HACKER Q&A
📣 imperio59

Where to find open data sets to play around with to learn ML?


I'm learning ML and looking to find more open datasets that I can use, especially in the area of recommender/ranker systems.

I'm already familiar with Kaggle, but wondering what else there is out there?


  👤 JoeyBananas Accepted Answer ✓
In a few applications of ML that I've worked with, there is no need for an outside dataset because the program generates it's own data. For example, the data could come from a simulation of some process.

👤 mindcrime
https://datasets.reddit.com

https://opendata.reddit.com

https://archive.ics.uci.edu/ml/datasets.php

https://lod-cloud.net/

https://www.data.gov

https://data.un.org/

https://data.worldbank.org/

https://fred.stlouisfed.org/

https://data.oecd.org/

https://www.nber.org/research/data?page=1&perPage=50

https://github.com/awesomedata/awesome-public-datasets

https://github.com/datasets

https://opendata.cern.ch/

https://data.nasa.gov/

https://data.world/datasets/machine-learning

https://data.noaa.gov/datasetsearch/

https://www.usgs.gov/products/data

https://www.fema.gov/about/openfema/data-sets

etc...

And of course don't ignore the data you can collect yourself one way or another.
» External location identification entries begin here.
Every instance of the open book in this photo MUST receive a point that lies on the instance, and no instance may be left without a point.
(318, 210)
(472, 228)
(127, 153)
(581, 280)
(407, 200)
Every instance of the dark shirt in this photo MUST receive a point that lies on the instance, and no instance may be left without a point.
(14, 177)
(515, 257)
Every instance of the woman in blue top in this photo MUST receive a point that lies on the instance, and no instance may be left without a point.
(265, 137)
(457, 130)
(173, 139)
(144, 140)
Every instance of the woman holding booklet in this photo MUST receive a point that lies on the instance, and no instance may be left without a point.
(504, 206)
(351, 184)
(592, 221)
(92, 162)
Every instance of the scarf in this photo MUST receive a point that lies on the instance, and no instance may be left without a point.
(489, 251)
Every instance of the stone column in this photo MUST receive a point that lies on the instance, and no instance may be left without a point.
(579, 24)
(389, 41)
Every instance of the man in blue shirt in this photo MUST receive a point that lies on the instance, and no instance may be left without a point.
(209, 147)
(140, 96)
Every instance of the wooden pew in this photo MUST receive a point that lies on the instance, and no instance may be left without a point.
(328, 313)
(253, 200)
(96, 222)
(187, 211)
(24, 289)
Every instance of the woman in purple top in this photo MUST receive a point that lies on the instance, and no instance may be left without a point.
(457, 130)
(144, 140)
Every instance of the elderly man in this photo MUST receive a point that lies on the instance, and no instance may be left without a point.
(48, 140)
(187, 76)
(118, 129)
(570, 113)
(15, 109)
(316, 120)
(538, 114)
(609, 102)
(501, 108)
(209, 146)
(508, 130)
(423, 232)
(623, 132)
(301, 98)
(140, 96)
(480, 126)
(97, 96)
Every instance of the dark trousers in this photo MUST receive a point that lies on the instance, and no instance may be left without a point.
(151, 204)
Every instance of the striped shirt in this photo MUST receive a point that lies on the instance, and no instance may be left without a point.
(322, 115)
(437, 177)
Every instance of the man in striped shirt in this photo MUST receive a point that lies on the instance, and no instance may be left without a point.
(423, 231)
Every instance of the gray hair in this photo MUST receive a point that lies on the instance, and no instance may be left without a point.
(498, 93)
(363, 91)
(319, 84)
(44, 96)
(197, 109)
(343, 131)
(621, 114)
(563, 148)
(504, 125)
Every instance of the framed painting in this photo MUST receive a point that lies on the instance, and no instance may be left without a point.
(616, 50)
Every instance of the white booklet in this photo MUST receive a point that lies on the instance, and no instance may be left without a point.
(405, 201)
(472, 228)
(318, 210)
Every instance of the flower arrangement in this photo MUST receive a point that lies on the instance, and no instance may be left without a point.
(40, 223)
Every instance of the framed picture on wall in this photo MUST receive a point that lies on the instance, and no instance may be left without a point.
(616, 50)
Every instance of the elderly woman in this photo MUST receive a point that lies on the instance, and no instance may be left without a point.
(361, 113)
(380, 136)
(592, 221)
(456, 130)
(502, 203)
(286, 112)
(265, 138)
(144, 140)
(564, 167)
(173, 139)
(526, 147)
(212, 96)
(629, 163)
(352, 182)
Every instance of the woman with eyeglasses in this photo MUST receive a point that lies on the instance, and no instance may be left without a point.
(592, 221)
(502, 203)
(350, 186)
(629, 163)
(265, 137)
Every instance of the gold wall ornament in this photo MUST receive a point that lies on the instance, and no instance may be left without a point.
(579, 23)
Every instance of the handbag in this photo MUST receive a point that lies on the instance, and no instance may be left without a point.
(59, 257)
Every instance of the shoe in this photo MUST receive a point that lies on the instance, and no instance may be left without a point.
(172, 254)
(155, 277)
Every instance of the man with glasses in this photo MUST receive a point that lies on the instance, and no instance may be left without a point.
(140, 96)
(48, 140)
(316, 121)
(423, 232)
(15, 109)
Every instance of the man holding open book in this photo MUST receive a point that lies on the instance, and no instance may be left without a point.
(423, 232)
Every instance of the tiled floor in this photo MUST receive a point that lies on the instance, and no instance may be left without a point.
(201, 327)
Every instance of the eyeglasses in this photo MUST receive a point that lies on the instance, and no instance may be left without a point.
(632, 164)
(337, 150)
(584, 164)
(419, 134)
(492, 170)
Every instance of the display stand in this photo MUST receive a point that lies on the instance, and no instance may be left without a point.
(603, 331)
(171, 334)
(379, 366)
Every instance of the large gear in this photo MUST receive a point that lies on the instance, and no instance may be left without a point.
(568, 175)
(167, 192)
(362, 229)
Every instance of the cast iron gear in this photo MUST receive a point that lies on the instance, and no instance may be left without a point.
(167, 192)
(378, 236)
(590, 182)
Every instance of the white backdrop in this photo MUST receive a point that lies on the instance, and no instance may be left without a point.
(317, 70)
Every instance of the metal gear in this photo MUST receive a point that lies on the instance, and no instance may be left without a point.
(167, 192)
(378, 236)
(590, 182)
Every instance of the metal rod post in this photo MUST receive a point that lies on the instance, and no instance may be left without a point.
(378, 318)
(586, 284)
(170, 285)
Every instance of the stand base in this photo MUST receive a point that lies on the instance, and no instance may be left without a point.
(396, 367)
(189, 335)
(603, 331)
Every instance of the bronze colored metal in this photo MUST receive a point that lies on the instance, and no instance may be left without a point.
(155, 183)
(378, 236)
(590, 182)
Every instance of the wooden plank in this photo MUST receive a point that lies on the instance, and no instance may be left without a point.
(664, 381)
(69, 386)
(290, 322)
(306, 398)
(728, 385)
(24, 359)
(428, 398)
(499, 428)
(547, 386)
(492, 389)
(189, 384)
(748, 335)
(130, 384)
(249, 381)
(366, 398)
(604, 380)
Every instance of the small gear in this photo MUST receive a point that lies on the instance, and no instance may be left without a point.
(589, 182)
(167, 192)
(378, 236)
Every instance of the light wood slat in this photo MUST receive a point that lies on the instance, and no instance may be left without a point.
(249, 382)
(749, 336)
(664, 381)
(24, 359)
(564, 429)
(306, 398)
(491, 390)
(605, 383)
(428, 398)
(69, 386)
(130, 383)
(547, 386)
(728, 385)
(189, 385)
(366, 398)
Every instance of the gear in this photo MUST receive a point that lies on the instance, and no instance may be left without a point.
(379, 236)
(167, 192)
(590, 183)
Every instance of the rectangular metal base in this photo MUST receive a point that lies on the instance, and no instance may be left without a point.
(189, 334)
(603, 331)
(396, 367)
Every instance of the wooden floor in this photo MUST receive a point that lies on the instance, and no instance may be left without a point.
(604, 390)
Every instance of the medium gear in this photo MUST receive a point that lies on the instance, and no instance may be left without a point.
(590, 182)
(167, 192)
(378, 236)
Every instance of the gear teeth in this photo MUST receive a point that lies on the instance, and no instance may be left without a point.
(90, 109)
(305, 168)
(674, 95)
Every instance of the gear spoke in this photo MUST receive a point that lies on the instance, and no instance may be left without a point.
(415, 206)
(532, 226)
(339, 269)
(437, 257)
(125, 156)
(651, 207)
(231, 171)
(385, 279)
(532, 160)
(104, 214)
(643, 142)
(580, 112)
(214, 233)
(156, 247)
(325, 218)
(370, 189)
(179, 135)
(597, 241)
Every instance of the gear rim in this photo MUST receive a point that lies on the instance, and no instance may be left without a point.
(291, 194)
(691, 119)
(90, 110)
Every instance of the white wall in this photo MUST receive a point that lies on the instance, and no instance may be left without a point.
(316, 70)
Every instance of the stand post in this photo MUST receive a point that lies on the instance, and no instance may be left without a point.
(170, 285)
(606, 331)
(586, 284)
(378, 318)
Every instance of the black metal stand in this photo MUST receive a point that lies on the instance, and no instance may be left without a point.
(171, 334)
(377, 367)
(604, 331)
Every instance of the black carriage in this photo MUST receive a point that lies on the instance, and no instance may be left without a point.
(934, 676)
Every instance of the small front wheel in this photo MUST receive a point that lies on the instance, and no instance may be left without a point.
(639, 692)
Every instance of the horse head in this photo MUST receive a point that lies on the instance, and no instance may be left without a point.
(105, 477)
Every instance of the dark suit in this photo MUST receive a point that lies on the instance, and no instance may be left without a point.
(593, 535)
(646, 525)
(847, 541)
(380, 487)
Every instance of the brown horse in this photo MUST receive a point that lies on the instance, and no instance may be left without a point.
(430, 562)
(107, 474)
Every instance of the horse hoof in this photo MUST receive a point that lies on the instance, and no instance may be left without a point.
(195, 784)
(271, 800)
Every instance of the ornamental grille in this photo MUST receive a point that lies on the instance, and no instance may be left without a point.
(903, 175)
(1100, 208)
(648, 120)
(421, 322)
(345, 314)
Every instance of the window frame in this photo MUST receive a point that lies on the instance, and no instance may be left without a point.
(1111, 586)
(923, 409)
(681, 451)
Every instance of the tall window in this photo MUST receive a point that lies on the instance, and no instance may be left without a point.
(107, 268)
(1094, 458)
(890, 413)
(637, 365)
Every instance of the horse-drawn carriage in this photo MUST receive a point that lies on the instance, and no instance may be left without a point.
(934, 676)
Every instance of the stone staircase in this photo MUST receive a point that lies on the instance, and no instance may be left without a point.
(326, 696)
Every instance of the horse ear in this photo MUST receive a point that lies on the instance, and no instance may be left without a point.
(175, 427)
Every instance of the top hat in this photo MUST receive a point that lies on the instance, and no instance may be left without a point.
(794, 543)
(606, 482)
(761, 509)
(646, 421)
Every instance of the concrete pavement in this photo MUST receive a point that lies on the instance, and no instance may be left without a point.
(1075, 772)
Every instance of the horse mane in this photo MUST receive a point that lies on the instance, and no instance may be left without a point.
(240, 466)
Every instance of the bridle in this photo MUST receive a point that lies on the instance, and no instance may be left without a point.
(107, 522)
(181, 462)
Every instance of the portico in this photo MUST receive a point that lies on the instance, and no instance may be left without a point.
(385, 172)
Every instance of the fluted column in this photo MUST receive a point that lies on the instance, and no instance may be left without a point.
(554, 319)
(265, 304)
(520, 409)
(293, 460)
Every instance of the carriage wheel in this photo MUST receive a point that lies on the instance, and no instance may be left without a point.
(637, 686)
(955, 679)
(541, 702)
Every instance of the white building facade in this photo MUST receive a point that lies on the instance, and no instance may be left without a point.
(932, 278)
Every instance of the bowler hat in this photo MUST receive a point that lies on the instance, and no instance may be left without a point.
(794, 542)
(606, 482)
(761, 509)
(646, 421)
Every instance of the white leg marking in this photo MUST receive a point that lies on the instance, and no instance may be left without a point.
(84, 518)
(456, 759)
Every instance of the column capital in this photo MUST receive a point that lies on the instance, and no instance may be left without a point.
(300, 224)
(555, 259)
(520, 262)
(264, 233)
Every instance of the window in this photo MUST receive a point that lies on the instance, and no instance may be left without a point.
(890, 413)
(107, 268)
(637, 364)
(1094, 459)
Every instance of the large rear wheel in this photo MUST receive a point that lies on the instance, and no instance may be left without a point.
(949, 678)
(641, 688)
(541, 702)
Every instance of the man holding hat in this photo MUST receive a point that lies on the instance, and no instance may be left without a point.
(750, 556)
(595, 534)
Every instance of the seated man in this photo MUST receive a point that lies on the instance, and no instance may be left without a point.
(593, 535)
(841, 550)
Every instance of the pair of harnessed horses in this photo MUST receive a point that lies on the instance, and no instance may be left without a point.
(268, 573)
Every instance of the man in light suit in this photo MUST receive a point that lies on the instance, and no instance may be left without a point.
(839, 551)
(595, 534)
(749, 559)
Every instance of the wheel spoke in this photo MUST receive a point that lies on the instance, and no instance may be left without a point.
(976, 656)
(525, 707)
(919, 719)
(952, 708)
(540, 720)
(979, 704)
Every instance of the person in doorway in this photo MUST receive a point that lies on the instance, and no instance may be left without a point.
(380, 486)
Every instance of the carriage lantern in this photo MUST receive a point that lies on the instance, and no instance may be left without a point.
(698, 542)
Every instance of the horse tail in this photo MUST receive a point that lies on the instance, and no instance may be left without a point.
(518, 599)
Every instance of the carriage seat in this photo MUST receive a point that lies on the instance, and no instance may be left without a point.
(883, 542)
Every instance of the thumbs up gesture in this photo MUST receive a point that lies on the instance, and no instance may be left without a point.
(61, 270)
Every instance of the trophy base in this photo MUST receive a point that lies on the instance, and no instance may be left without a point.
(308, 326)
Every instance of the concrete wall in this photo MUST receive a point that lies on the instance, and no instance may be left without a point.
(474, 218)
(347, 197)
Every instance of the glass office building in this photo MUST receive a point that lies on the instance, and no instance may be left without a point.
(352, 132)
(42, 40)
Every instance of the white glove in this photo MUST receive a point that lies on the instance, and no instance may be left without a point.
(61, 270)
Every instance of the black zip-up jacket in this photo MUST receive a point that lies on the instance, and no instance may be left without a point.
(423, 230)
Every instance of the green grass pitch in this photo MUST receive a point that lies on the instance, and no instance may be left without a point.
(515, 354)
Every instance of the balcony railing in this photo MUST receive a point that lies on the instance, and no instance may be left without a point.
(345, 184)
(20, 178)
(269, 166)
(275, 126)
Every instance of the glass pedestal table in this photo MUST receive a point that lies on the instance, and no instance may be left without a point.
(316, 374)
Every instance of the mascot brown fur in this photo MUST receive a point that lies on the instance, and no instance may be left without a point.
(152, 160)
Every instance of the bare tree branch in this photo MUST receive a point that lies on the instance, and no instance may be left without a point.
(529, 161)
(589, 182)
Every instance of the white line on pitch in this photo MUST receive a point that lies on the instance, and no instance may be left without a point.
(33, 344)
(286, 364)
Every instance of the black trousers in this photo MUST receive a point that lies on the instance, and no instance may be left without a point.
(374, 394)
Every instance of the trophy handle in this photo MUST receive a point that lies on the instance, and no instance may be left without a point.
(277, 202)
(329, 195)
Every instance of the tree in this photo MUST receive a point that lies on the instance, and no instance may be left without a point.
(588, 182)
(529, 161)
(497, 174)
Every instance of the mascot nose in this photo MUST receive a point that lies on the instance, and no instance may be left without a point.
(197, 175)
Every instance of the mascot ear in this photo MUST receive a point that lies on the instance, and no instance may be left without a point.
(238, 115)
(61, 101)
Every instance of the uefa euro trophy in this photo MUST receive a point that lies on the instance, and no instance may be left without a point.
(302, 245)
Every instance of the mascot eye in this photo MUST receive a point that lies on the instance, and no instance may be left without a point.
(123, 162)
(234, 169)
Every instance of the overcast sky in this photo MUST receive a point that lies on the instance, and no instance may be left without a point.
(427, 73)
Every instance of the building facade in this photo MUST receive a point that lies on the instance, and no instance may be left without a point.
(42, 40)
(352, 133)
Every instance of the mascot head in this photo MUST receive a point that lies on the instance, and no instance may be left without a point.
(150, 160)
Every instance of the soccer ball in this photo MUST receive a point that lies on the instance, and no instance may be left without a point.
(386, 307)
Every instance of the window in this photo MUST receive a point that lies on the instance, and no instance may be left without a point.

A few cheap Arduino Nano or Rpi Pico boards, some sensors, and you can build quite a variety of distributed data collection systems. Use solar panels for power in remote areas, and 4G / cellular data networks and you can get data from all over the place. You can also use a cheap SDR "dongle" to pull down data from various weather satellites and other sources. And don't forget about the API's / data export mechanisms for apps you might use like Fitbit, Strava, MapMyRun, etc.